Actuellement, mon rôle est de rencontrer des chrétiens qui ont subi des persécutions en raison de leur foi, de parler et de prier avec eux pour les encourager. Lorsque je les visite, je récolte leur témoignage, ainsi que les vidéos des attaques et violences qui ont eu lieu, si elles existent. Enfin, je mets en forme et édite toutes les histoires et contenus récoltés par mes collègues et par moi, pour qu’elles puissent être diffusées à plus large échelle.
Aller à la rencontre de mes frères et sœurs persécutés, c’est la part de mon travail que je préfère, bien qu’elle soit également celle qui me défie le plus.

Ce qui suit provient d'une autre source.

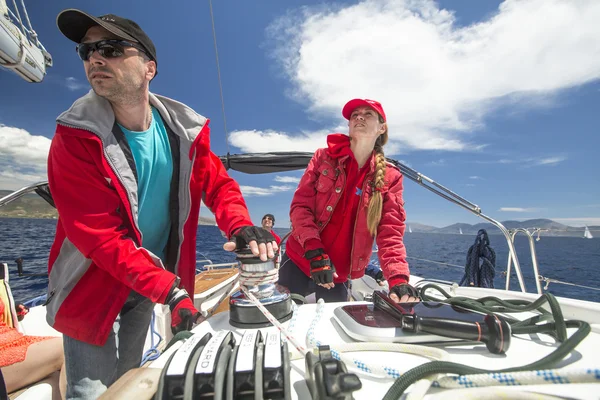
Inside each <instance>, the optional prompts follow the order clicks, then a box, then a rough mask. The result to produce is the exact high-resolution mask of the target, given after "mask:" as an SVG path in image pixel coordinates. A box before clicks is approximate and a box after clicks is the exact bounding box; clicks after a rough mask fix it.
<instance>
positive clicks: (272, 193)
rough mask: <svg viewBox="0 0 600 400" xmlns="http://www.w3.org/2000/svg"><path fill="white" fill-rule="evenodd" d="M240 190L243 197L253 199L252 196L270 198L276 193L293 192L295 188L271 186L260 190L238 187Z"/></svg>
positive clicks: (242, 186)
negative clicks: (283, 192)
mask: <svg viewBox="0 0 600 400" xmlns="http://www.w3.org/2000/svg"><path fill="white" fill-rule="evenodd" d="M240 189H242V194H243V195H244V197H253V196H272V195H274V194H276V193H281V192H289V191H290V190H294V189H295V187H293V186H289V185H282V186H274V185H271V186H269V187H268V188H261V187H256V186H240Z"/></svg>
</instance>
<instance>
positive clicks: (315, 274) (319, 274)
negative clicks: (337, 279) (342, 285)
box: [304, 249, 335, 284]
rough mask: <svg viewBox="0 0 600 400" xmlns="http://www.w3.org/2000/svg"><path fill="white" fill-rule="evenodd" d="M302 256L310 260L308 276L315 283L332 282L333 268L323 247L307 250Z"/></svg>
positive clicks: (333, 272)
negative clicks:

C’est important pour moi de rencontrer les personnes, de prier pour eux et d’écrire leur histoire. Mais il y a parfois de grandes distances à parcourir, des questions de sécurité se posent fréquemment et le poids de tout ce qu’on entend et voit sont des défis à relever chaque jour.
Lesquelles de vos qualités personnelles sont des atouts dans votre travail?
Je suis quelqu’un qui n’abandonne pas facilement et cela m’aide beaucoup, car notre travail porte ses fruits souvent sur le moyen terme. Lorsque je voyage, ma capacité à rester simple et flexible me permet de m’adapter à ce que je découvre. Je sais être extravertie lorsqu’il le faut, cela facilite les prises de contact, par exemple; mais je sais aussi faire preuve de sensibilité, écouter et me mettre «dans les chaussures» de l’autre, ressentir ce qu’il traverse.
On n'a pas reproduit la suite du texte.